Characterization: Function $f:[a,b]\to B$ is regulated if and only if there exist a sequence of step functions (piecewise constant functions) $s_n:[a,b]\to B$ that converges to $f$ uniformly.
I tried proving that if $f$ is regulated, then sequence $(s_n)_{n\in \mathbb{N}}$ exists by defining $(s_n)_{n\in \mathbb{N}}$ in the following way:
$s_1$ is constant on $[a,b]$ and $s_1(t)=\frac{f^+(a)+f^-(b)}{2}$ and similarly:
Let $n\in \mathbb{N}$ and $t_0,\dots ,t_n \in [a,b]$, $t_k=a+k\frac{b-a}{n}, k\in \{1, \dots ,n\}$. For all $k\in \{1, \dots ,n-1\}$ $s_n$ is constant on $[t_k,t_{k+1}]$ and $s_n(t)=\frac{f^+(t_{k-1})+f^-(t_k)}{2}, t\in [t_k,t_{k+1}]$.
And I don't know what to do now. I'm not sure this idea is good and I don't know how to prove that this converges uniformly to $f$.

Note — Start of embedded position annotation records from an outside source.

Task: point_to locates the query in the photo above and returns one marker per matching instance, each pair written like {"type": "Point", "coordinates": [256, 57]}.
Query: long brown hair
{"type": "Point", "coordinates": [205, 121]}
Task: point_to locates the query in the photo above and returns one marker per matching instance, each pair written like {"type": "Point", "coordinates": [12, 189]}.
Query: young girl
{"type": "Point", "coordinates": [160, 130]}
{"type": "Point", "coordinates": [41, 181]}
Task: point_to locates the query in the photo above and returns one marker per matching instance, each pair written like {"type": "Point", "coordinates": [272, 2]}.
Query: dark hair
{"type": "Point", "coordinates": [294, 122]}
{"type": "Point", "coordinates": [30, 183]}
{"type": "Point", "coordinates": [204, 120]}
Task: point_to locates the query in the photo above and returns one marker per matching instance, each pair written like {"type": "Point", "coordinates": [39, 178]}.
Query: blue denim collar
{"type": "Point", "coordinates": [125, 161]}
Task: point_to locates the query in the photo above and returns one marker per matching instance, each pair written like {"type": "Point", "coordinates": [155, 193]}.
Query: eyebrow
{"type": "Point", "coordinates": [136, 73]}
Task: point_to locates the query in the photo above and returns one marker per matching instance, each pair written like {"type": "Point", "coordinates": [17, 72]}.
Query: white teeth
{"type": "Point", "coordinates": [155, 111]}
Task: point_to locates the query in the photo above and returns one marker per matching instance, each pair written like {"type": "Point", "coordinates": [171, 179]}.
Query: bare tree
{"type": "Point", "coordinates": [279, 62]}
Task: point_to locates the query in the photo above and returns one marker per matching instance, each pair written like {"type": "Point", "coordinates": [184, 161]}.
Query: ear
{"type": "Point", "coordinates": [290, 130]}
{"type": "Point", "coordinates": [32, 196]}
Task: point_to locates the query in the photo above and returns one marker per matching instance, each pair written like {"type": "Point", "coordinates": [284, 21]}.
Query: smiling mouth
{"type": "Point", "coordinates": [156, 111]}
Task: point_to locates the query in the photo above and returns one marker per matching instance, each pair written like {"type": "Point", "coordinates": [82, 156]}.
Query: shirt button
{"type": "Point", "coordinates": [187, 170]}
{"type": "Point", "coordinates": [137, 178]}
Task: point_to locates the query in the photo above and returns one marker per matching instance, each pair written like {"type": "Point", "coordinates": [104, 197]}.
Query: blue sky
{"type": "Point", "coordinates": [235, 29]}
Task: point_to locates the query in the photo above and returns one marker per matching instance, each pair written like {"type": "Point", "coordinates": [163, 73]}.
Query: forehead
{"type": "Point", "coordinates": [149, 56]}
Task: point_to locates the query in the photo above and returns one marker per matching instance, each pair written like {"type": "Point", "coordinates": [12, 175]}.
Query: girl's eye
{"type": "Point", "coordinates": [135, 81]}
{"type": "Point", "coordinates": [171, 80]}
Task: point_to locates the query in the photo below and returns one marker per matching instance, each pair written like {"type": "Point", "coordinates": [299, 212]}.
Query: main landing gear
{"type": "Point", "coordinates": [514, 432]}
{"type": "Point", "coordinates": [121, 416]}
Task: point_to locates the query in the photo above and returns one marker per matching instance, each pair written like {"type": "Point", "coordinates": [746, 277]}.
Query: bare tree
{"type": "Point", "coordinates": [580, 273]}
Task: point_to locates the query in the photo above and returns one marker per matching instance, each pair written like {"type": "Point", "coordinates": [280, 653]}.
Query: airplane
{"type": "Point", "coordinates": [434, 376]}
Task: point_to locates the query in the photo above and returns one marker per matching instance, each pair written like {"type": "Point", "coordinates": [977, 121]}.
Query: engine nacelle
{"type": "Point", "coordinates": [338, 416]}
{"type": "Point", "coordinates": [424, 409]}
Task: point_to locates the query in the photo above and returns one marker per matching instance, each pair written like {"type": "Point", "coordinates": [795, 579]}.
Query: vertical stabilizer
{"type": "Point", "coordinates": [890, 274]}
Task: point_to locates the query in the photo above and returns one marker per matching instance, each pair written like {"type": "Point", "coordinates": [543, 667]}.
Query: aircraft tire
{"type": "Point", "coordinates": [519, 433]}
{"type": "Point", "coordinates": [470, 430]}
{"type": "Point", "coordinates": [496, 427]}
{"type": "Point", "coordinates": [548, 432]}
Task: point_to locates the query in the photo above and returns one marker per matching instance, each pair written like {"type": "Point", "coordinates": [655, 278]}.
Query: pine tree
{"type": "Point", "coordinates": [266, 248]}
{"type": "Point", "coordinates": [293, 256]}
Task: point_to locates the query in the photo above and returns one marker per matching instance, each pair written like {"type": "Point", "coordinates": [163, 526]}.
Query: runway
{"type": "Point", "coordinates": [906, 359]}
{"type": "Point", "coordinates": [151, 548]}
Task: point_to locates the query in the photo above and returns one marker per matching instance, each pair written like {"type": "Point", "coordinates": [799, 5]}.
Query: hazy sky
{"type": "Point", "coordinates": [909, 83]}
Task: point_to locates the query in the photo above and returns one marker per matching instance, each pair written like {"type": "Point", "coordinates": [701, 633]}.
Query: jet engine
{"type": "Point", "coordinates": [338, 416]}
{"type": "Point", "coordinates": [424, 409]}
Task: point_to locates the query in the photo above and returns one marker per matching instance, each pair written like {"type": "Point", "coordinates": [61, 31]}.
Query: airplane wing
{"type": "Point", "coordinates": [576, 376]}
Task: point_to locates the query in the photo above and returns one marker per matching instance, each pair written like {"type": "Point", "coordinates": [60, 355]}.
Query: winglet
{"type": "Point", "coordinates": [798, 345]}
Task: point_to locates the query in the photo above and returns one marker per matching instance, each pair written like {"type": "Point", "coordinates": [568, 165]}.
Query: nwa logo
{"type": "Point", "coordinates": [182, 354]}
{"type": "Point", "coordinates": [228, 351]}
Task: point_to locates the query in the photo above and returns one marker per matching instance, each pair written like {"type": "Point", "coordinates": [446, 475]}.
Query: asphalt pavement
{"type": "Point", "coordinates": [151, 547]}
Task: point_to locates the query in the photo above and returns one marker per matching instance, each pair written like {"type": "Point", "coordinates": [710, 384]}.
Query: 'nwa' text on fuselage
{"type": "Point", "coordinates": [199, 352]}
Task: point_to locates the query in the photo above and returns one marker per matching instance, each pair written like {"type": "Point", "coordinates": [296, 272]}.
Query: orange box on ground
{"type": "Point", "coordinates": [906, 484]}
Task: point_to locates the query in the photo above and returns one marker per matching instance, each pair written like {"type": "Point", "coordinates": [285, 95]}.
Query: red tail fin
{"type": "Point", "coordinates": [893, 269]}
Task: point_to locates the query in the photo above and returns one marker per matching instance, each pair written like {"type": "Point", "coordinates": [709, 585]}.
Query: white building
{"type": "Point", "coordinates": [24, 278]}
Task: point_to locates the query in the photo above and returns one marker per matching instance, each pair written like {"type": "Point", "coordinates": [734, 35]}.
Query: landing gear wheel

As for the proof of the other implication, I'm not sure I know how to do that either. I guess we could say that if there exists $(s_n)_{n\in \mathbb{N}}$ that converges uniformly to $f$, then $(\forall t\in [a,b]) \lim_{n\to\infty} {s_n(t)}=f(t)$. So we have: $$f^+(t_0)=\lim_{t\to t_0^+}{\lim_{n\to\infty}{s_n(t)}}=\lim_{n\to\infty}{\lim_{t\to t_0^+}{s_n(t)}}$$ (limits can switch places because $(s_n)$ converges uniformly?)
$\lim_{t\to t_0^+}{s_n(t)}$ should exist because $s_n$ is a step function, but how to prove that the double limit exists?